Artificial Intelligence vs Machine Learning vs Deep Learning: How Are They Different?
After publishing an article for non technical people about the difference between Artificial Intelligence, Machine Learning and Deep Learning find below a more technical version article written by our R&D team. This is even more interesting…
With the recent successes of Deep Learning, people started hearing more and more about the wonders of this technology, be it in self-driving cars, automatic text translation between languages, or beating grand masters’ at board games. However, as venues publishing the stories were increasingly aimed towards the general population, the terms Artificial Intelligence, Machine Learning and Deep Learning started to be used more interchangeably. This is not inherently wrong, as each one is a more narrow and specific discipline. However, it may lead to believe that they are in fact the same thing, which is not true. In this post we will explain the difference between the three.
Artificial Intelligence (AI)
The most general one, Artificial Intelligence (AI), is concerned with all things intelligent that a machine could ever do. The ultimate aim of AI is to produce machines capable of performing cognitive tasks equally, or better, than humans. That is known in the field as strong AI, and we are not there yet. Not even close. In the meantime, people are working in weak (or sometimes called narrow) AI: a system built focusing in a very specialized skill, at which they have to be very good. For example, playing chess.
The roots of AI can be traced back to ancient Greece, to its myths and legends about animated golems, but also to the invention of syllogistic logic by Aristoteles, the first formal deductive reasoning system. Throughout the centuries, a parallel stream of developments in philosophy, mathematics, psychology or neuroscience in one side, and technical and mechanical progress in the other, have shaped the concept of intelligence and produced many attempts to replicate it by artificial means.
Artificial Intelligence coalesced as a distinct field of study in the famous Dartmouth workshop, organized by John McCarty in 1956, where several scientists and mathematicians attempted to clarify and develop the many recent ideas and innovations related to “thinking machines” like cybernetics, neural networks, and computing machines that were floating around at the time.
Machine Learning (ML)
Machine Learning (ML) is a sub-field of AI focused on computer systems that do not need to be programmed explicitly by a human, but can be trained from data or learn from experience. Machine Learning draws heavily from statistics, and in many instances it can be seen as some sort of probabilistic model describing “The World” that gets updated and refined as more data is presented to it. Then, this model can be used to detect patterns, and to make intelligent decisions based on new data observations.
Probably the first Machine Learning system was Arthur Samuel’s checkers playing machine (1952) that could learn to play better from its opponents. Since then, ML has greatly evolved and is one of the most successful sub-fields of AI, with a myriad applications being used by society.
One useful way to divide ML is depending on whether or not supervision is available. In supervised learning tasks we are not only given data, but also labels (or other forms of feedback) generated by an oracle or teacher. This information is then used to adjust the parameters of our model, so we can use it to predict the labels of new data.

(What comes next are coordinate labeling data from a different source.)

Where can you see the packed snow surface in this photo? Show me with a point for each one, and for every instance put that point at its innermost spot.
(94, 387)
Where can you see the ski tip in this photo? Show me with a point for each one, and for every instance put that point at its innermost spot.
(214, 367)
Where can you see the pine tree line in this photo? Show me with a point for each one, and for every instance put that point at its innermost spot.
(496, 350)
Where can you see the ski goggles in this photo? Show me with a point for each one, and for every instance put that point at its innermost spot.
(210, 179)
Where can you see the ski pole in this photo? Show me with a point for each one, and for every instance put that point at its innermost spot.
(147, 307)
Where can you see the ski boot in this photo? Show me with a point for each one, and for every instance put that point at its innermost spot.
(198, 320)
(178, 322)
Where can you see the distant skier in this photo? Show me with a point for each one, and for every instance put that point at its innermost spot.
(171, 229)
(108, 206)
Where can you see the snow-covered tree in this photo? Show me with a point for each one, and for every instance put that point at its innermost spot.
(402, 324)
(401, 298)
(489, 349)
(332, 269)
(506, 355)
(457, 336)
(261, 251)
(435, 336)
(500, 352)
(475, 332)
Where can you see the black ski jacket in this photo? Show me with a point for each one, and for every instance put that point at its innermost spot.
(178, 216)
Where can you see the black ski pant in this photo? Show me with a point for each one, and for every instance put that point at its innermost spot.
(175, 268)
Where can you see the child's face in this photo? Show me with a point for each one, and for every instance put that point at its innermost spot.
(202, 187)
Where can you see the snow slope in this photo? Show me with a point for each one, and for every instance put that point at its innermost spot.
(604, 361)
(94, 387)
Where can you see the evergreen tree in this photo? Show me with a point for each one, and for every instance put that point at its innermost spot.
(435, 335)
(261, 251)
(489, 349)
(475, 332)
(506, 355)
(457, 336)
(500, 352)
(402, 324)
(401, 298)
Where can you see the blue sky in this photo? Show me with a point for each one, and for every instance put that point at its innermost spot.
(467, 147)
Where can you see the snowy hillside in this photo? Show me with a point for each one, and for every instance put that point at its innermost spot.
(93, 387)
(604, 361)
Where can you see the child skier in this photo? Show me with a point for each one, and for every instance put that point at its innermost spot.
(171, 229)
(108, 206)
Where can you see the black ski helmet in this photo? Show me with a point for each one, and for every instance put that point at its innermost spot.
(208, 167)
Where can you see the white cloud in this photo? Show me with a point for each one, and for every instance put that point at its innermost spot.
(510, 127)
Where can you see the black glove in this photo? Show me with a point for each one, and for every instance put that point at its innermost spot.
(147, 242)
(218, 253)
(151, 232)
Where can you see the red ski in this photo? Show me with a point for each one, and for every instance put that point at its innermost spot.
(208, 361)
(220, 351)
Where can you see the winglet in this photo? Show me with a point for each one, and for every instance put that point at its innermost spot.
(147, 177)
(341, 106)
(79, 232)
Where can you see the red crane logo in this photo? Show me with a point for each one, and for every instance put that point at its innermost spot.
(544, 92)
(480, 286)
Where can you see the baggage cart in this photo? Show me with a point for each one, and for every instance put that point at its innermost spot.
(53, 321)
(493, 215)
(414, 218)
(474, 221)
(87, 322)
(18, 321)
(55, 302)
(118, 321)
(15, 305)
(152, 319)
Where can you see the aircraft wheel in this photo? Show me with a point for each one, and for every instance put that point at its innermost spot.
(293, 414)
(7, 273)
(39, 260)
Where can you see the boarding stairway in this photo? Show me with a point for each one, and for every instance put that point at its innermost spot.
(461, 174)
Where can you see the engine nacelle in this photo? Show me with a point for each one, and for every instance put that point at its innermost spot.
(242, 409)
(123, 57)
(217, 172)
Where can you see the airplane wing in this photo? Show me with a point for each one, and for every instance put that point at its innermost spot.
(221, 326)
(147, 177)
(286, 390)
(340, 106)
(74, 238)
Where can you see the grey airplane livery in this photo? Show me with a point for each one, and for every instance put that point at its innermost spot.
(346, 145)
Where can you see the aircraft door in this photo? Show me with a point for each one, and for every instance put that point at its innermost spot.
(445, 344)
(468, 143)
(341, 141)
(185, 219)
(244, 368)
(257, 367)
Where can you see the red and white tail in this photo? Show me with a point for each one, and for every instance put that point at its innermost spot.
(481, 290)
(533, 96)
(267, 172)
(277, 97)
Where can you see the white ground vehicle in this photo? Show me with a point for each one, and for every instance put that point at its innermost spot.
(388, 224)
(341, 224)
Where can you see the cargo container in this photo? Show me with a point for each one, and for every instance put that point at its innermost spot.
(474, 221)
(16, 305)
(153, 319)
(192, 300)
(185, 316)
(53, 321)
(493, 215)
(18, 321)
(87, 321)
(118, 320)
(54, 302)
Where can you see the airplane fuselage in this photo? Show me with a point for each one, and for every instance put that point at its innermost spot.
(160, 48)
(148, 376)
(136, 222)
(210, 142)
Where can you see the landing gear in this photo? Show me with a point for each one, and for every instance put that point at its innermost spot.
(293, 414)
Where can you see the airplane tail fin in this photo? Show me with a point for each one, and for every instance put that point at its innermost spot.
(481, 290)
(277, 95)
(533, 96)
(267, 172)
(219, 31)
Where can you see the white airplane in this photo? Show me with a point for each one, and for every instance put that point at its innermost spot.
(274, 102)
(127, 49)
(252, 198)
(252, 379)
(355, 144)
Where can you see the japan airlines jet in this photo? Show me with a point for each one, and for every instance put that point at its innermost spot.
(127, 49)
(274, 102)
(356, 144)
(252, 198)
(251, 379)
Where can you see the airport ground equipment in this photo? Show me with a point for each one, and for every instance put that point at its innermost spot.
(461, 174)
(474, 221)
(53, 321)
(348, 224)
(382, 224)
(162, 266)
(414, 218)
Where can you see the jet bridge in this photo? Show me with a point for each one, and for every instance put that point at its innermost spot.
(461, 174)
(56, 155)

Typical supervised learning tasks are classification, regression, and reinforcement learning. On the other hand, if supervision is not available, then we have to resort to unsupervised learning methods, that are more focused on modelling the structure of the data. Typical unsupervised learning tasks are clustering, dimensionality reduction, and representation learning. Unsupervised learning is often much harder than supervised learning, and the later represents the majority of the success stories in industry.
Deep Learning (DL)
A big part of the recent success of ML is thanks to our ever-increasing computational power and to the availability of large amounts of labeled training data collected through the Internet. The more data and computational power you have, the larger the models you can afford to build. Enter Deep Learning (DL).
Classical ML pipelines featured a complex hand-crafted process to go from raw data (i.e. image pixels) to a representation suitable to perform learning on. That is, the machine learning tools were applied only at the last stage of the process. Deep Learning advocates claimed that a better approach would be to let the learning take care of all the steps, end-to-end from raw data to outputs; the kind of task neural networks were a good framework for.
With the new data and computational power, they were proven right at the 2012 ImageNet Large-Scale Visual Recognition Challenge, where competing vision systems had to identify a thousand different categories in a million images. The only deep learning participant completely smashed the performance of the others. Since then, deep neural networks have been continuously pushing the limits of what AI can do, and it seems they won’t stop!